Question
· Jan 19

Global Size: Comparing different methods

I am inspecting our DB globals in order to reduce sizes of the worst offenders if possible. When I come to a large global, I am interested which of its nodes are the largest. Hence code below with unexpected different results. Any explanations why are results different?

testpartialGlobalsSize
 partialGlobalsSize(dirName,globalName)
partialGlobalsSize(dir,global)
sub="",path="C:\Cachesys\mgr\"_dir_"\",searchGlobal="^"_global
x=##Class(%GlobalEdit).GetGlobalSize(path, global,.Alloc,.Size)
global,",",Size,! ; Got  725 here
x=##Class(%GlobalEdit).GetGlobalSizeBySubscript(path,global,global,.Size)
global,",",Size,! ; Got  1311.9 here
totalSize=0
F  {
        S sub=$O(@searchGlobal@(sub)) Q:sub=""
        S x=##Class(%GlobalEdit).GetGlobalSizeBySubscript(path,global_"("""_sub_""")",global_"("""_sub_""")",.Size)
        S totalSize=totalSize+Size
}
global,",",totalSize,! ; Got  8.56 here
; Got 760 from ^%GSIZE
Q

Product version: Caché 2017.1
Discussion (6)2
Log in or sign up to continue

from my local Class docs:

GetGlobalSizeBySubscript
This method will return the size of a global based on the number of database blocks the global resides in.
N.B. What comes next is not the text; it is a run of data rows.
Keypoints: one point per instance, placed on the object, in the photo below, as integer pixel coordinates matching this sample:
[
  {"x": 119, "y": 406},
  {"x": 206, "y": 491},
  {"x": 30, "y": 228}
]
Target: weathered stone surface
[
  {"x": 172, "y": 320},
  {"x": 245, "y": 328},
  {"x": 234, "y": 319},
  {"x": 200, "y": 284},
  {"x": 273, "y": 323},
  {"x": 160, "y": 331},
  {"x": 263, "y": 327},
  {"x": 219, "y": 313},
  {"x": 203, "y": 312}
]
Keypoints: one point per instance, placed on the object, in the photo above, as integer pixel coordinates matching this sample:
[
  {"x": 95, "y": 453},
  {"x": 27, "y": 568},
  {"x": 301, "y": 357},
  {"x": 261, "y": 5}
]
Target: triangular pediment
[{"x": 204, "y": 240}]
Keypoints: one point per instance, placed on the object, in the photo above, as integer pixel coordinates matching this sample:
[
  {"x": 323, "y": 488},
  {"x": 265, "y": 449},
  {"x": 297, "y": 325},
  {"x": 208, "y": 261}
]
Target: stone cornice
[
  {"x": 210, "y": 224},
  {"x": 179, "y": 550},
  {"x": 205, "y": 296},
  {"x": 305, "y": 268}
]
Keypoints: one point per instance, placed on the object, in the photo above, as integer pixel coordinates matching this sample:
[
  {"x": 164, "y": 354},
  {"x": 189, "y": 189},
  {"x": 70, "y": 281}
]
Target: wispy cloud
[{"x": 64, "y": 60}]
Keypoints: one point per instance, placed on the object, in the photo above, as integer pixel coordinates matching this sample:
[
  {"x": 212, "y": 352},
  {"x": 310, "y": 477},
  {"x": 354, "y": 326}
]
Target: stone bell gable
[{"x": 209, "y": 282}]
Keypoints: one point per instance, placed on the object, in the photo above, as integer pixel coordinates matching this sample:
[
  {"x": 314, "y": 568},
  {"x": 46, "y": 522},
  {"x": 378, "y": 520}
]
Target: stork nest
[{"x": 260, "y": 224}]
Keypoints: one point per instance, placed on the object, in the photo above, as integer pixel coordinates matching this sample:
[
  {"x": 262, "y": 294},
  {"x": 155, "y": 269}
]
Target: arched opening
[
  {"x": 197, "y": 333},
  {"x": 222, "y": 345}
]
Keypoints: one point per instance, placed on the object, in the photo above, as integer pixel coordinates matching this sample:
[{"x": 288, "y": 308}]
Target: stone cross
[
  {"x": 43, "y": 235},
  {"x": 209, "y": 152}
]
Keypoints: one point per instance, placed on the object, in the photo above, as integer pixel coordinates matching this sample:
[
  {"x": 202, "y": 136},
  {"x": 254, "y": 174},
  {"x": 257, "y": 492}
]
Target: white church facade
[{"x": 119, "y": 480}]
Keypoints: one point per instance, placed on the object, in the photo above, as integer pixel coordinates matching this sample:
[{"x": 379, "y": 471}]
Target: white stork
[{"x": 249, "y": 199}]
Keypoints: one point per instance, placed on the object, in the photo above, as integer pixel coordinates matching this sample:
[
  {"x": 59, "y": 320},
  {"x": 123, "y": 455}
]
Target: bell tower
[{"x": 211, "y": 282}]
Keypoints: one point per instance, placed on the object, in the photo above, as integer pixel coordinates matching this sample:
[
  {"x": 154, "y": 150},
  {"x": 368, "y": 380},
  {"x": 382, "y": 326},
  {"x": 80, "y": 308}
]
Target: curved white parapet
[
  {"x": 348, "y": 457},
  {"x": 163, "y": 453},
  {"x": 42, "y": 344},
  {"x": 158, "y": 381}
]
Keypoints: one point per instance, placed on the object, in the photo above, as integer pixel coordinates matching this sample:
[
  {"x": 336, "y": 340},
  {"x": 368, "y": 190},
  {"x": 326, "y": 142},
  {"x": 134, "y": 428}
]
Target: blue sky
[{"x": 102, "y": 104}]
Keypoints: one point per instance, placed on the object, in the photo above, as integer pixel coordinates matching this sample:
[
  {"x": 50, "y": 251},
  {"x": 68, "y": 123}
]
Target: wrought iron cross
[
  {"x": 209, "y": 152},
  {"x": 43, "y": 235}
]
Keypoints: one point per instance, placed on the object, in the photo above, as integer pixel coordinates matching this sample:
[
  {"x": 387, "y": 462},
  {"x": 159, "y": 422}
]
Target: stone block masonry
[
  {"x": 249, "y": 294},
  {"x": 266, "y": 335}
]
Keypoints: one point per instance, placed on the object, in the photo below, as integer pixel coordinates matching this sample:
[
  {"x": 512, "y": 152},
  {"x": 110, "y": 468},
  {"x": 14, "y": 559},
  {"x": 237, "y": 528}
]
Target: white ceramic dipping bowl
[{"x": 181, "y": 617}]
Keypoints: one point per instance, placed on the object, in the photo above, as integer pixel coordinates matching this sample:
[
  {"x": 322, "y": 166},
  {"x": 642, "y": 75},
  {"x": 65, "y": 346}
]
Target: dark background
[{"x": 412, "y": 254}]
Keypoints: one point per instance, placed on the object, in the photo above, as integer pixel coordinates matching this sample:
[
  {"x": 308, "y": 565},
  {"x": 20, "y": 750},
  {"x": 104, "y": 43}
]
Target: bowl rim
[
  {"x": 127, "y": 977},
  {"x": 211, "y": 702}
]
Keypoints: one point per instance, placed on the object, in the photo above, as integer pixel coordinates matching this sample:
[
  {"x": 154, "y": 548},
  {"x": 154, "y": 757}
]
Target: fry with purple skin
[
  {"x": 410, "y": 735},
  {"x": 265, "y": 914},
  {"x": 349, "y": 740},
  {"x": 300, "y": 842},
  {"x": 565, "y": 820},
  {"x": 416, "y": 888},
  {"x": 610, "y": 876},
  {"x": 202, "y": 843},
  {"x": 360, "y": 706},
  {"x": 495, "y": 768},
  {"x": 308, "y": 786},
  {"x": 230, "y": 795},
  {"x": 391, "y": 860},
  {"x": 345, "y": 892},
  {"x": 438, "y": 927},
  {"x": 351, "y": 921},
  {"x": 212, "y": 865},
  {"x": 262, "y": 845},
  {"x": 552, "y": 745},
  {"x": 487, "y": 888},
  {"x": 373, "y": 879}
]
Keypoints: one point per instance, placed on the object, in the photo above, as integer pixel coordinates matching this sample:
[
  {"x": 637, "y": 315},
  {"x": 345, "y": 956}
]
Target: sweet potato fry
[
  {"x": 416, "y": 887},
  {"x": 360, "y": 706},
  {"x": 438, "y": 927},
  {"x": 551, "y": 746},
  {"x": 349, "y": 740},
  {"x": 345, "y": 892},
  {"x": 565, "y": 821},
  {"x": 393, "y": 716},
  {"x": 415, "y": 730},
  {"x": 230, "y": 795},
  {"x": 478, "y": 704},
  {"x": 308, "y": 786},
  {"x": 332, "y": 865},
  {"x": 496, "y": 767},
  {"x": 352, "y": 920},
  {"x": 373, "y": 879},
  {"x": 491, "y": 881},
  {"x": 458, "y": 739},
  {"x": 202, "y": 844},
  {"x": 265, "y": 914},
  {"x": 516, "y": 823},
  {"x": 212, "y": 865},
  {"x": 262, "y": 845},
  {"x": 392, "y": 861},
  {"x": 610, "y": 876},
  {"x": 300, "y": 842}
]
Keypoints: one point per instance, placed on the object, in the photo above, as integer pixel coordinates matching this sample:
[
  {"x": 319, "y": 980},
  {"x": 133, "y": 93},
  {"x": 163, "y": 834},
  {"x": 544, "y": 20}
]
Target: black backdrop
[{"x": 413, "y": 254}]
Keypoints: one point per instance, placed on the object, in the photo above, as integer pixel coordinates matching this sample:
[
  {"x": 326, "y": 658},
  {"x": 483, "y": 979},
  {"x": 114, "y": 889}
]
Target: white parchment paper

so you get blocks * blocksize ===> ALLOCATED size
Depending on Packing as %GSIZE shows   The difference might be significant

Summary by Subscript will most likely show higher values as a pointer block
or even a data block (eg. with 8kb) may contain more than a single subscript
depending on the Global structure.
Take the default top subscript  (aka. IDKEY) for Caché classes (Integer, >0) as an example ​​

Thanks, Robert. A couple of additional questions.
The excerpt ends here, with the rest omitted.